Visiting the Top of the Rock Observation Deck

The Empire State Building and the New York City skyline, as seen from uptown
Michele Falzone / Getty Images

The observation deck at Rockefeller Center originally opened to the public in 1933, but was closed in 1986. A newly restored and improved Top of the Rock reopened to the public in November 2005. The observation deck offers 360-degree views of the New York City skyline.

Top of the Rock Facts

  • Top of the Rock is a six-level observatory atop the Art Deco 30 Rockefeller Plaza
  • The upper decks are 850 feet above street level
  • Views include some of the city’s most prominent landmarks from the Chrysler Building to the Brooklyn Bridge; from Central Park to the Hudson and East Rivers
  • Originally designed to evoke the upper decks of a 1930s grand ocean liner, the observation deck was outfitted with deck chairs, goose-neck fixtures, and large air conditioning vents intended to look like the stacks on a ship’s deck
    Visitors at the Top of the Rock
     Mario Tama/Getty Images

    How to Visit Top of the Rock

    The timed-ticket system eliminates the aggravation of waiting on line and even allows you to select the time of day that most appeals to you. Want to enjoy great views of Central Park and see New York City's waterways? Plan to visit during the day. Want to see the sunset? Buy your ticket for about 30 minutes before sunset. Want to experience the sparkle of New York City at night? Plan to come after dinner.

    The views are best on clear days and, depending on availability, you can book your tickets online with just 3 hours of notice. You can also collect your tickets at the box office or at one of the kiosks selling tickets in Rockefeller Center.

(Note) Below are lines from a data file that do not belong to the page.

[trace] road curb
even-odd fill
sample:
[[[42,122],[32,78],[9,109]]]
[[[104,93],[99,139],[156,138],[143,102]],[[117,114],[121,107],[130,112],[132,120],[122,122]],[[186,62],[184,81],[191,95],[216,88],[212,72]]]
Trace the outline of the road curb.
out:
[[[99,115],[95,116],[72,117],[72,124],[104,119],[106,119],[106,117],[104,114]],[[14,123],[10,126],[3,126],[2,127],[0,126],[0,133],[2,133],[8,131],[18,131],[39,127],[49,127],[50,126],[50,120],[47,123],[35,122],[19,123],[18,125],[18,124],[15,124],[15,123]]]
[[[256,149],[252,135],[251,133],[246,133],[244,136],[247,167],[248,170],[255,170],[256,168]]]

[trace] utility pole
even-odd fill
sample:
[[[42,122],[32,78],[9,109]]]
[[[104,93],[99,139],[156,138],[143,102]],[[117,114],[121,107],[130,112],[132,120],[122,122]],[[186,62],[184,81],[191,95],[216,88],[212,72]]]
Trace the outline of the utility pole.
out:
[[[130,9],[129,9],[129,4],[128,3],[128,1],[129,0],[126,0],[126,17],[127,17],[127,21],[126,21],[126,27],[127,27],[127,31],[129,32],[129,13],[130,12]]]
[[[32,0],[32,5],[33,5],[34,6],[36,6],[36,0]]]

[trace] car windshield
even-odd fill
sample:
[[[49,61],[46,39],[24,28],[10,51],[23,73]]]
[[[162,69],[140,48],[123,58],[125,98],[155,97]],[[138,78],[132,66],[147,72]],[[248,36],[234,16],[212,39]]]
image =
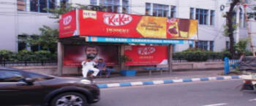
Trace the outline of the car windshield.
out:
[[[42,75],[42,74],[39,74],[39,73],[31,73],[31,72],[27,72],[27,76],[28,76],[28,77],[34,79],[35,81],[41,81],[54,78],[53,76]]]

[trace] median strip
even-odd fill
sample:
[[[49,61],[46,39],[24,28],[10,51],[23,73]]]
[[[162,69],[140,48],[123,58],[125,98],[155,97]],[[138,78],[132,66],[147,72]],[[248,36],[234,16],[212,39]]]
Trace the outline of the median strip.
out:
[[[162,81],[138,81],[138,82],[126,82],[126,83],[105,83],[97,84],[99,88],[113,88],[113,87],[126,87],[126,86],[145,86],[145,85],[157,85],[165,83],[188,83],[188,82],[198,82],[198,81],[219,81],[219,80],[230,80],[230,79],[240,79],[241,76],[217,76],[217,77],[206,77],[206,78],[184,78],[184,79],[170,79]]]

    If you have to choose between Top of the Rock and the Empire State Building Observatory, you may want to prioritize the former, as it's far less crowded and the timed ticketing can save you a ton of time. In addition, the views of Central Park are fantastic and you can actually see the Empire State Building. Although the Top of the Rock isn't as high as the Empire State Building, you feel closer to other buildings.

    View from the Top of the Rock
     Rob Kim/Getty Images

    Tips for Visiting

    • Dress for the weather—the wind is stronger and it's always a bit chillier on the Observation Deck than it is at street level and, f you get too cold, duck into one of the enclosed viewing areas to warm up
    • If you arrive shortly before sunset, you can enjoy both the day and night views
    • The security guards can be very helpful in identifying landmarks if you're not sure what you're looking at
    • Be sure to climb up from the main deck to enjoy the view from a slightly higher and better pictures
    • There are both indoor and outdoor viewing areas, which is convenient when it's cold out

      Visiting With Kids

      • Strollers are allowed and children under 6 are admitted free, with a paid parent or guardian
      • The Student Activity Guide includes worksheets for kids in grades 4-7 who visit the Top of the Rock
      • The Teacher's Guide includes information on visiting the Top of the Rock and has helpful information about Rockefeller Center for all sorts of visitors

      Top of the Rock Basics

      • Entrance: 50th Street between 5th and 6th Avenues
        • Visit the website for the most up-to-date admissions information, hours, and special events
      • Nearest Subways: B, D, F to Rockefeller Center/47-50th St. Station

      Tourism Deals

      If you're interested in exploring Rockefeller Center more thoroughly, you can take the Rockefeller Center Tour. There is also a Rock MoMA pass, that covers admission to both the Top of the Rock and the Museum of Modern Art (available at the Top of the Rock box office).